From Irish Political Review: March 2006
"Tough Love" And Joint Stewardship—An
empty threat,
or is Hain serious?
Back in April, Secretary of State Peter Hain laid things on the line for the Northern Ireland parties in astonishingly blunt terms. The current impasse on the political arrangements was to be met with a determined "tough love" strategy.
In the Guardian of 6th April, Hain noted:
"Currently, I and four Ministers from Westminster take all the decisions. The people of Northern Ireland can approve or disapprove, but cannot hold us directly to account….
"It would be ludicrous to again elect politicians who won’t do their jobs to an Assembly that doesn’t exist… Members of the Assembly now being paid salaries and allowances—amounting to £85,000 per year—will lose them. …So, if local politicians will not do their jobs, British direct-rule Ministers will work with our counterparts in Dublin on common sense North South Partnerships: practical co-operation on policing, tackling child offenders, establishing a single energy market and a common mobile phone tariff. I and my Ministerial team will drive forward reforms to abolish the 11+ and open educational opportunity for all. We will cut the number of Councils from 26 to 7 and public bodies from 154 to 75. We will introduce water charges and raise household rates to British levels.
"If locally elected politicians don’t like all this, the solution lies in their hands: taking their places at Stormont and, for the first time in three years, earning their salaries by exercising self government."
I don’t remember a Secretary of State speak in as unrestrained a manner, but does he mean it? The Northern Ireland Office "tough love" strategy is based on the notion that, if the "Northern Ireland parties" do not consent to the restoration of the Executive by November 24th they’ll get "joint stewardship" between the British and Irish Governments.

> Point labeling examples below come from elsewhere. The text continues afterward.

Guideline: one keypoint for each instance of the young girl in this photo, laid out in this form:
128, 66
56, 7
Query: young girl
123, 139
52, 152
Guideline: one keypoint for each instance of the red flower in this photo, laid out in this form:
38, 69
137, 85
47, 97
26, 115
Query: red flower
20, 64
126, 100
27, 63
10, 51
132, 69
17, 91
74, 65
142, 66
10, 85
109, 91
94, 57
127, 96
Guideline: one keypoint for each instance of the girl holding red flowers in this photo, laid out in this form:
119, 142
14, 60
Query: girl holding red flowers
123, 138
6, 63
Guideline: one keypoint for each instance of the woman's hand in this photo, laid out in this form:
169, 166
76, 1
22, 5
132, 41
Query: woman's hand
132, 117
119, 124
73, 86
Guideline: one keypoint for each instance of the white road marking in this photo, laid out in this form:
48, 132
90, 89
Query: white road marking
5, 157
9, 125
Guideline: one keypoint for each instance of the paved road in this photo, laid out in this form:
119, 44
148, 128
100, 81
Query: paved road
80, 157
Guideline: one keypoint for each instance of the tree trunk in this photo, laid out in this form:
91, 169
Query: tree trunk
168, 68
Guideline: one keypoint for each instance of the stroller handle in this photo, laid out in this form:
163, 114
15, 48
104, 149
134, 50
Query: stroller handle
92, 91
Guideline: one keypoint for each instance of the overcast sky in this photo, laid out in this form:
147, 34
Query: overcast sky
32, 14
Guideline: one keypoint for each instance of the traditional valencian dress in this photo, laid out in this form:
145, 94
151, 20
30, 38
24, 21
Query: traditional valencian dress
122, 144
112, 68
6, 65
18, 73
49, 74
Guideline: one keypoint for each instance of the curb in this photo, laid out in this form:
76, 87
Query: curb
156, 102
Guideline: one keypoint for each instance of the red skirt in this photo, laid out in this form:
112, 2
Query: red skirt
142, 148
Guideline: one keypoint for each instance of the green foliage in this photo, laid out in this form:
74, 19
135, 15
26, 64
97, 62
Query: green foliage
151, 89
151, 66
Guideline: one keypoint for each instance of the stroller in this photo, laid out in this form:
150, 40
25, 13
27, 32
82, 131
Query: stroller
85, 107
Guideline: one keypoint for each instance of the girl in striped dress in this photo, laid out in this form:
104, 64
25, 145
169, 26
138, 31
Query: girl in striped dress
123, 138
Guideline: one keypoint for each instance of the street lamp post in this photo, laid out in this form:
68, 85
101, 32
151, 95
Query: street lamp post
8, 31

Since then, Hain and his team have had to act to save the Education Order from almost certain defeat in the House of Lords. The prospects of a defeat were enhanced by the decision of Liberal Democrats peers—on the basis of "democracy"—to oppose the end of selective education. Can anyone remember the last time the House of Lords defeated a Northern Ireland Order? In order to buy off the Liberals, the central part of the Education Order, the end of academic selection (the "11+"), has been temporarily shelved as an issue which could be determined by a Northern Ireland Executive. In essence: 'Set up the Executive by November 24th' and the end of the '11+' will be yours to determine. Otherwise, the '11+' will go on the 24th November.

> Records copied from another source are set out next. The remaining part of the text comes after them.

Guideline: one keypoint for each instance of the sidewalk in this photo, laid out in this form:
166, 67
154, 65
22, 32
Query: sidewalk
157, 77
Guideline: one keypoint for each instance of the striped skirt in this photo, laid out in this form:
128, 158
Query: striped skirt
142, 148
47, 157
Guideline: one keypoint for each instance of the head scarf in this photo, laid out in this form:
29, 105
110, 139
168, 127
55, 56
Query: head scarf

It has been hinted too that the Review of Public Administration, and the 7 Council model, can be up for grabs if the Executive is restored. None of these carrots appears to be working, as the oddly titled Stormont committee The Restoration of Devolution Committee is currently bogged down in procedural wrangling, with the DUP doing most of the bogging down.

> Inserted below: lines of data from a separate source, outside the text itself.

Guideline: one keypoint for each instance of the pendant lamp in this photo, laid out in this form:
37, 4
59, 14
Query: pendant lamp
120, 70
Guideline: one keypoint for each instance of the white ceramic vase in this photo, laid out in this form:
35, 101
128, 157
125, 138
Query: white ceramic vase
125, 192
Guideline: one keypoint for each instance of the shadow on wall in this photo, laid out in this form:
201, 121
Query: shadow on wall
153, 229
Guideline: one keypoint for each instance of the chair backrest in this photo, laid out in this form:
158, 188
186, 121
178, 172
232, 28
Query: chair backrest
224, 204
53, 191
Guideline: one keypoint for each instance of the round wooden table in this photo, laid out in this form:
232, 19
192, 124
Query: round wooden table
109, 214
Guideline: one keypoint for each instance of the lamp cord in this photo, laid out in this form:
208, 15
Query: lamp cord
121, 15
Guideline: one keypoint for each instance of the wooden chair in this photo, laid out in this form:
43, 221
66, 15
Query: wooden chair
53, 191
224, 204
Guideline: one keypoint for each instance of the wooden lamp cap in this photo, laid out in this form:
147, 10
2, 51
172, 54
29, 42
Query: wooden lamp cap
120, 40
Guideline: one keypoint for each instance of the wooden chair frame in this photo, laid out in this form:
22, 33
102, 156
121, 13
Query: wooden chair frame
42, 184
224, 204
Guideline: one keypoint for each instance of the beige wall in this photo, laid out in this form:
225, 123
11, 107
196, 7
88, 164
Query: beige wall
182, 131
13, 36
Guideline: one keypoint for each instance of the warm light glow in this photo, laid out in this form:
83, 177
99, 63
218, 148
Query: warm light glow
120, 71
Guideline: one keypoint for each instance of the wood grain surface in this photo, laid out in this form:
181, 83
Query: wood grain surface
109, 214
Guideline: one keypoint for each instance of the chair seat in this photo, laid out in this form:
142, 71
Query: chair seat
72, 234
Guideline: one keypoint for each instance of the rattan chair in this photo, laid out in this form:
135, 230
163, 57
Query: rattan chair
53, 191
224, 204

The DUP does not consider the threat of joint stewardship to be a credible one. Content with the focus of life at Westminster, and content for Jim Allister to describe Blair as a "lame duck", there appears no good reason for the DUP to make rash moves. And who could blame them?
Gordon Brown’s visit to Belfast on 20th June—as part of a pre-Prime-Ministerial tour of the Kingdom pledged at the last Labour Party conference—was used to reinforce the 24th November deadline. The Rev. Paisley however took Mr Brown to be a Scot who would "go the second mile" for Protestant Ulster—a son of the manse prepared to provide the "Fair Deal" for Ulster pledged by the DUP.
"I think we can take some comfort from the fact that perhaps the next Prime Minister will go the second mile with us… The second mile, in my view, is let’s be fair to Northern Ireland… He is a Scotsman and knows more about the real differences that do exist in Northern Ireland" (Belfast Telegraph,20 June).
No sign there of Rev. Paisley being overwrought about joint stewardship.
Former Policing Board Vice Chair, Denis Bradley, recently noted in his Irish News column that, if civil servants within the British Irish intergovernmental secretariat busy were drawing up papers and schemes to "fill out" joint stewardship, then leaks would be rife and there would be plenty of rooftop noise from the DUP.
Joint stewardship looks like something which will only start to be considered around the 25th November—if, of course, the 24 November deadline hasn’t shifted. Our assessment for some time has been that Plan "B" should consist of deeper British and Irish collaboration in government, with enhanced local; government being the most stable means of "moving things on". But there is, as yet, barely a sketchy notion of a Plan "B" in the heads of either the British or Irish Governments.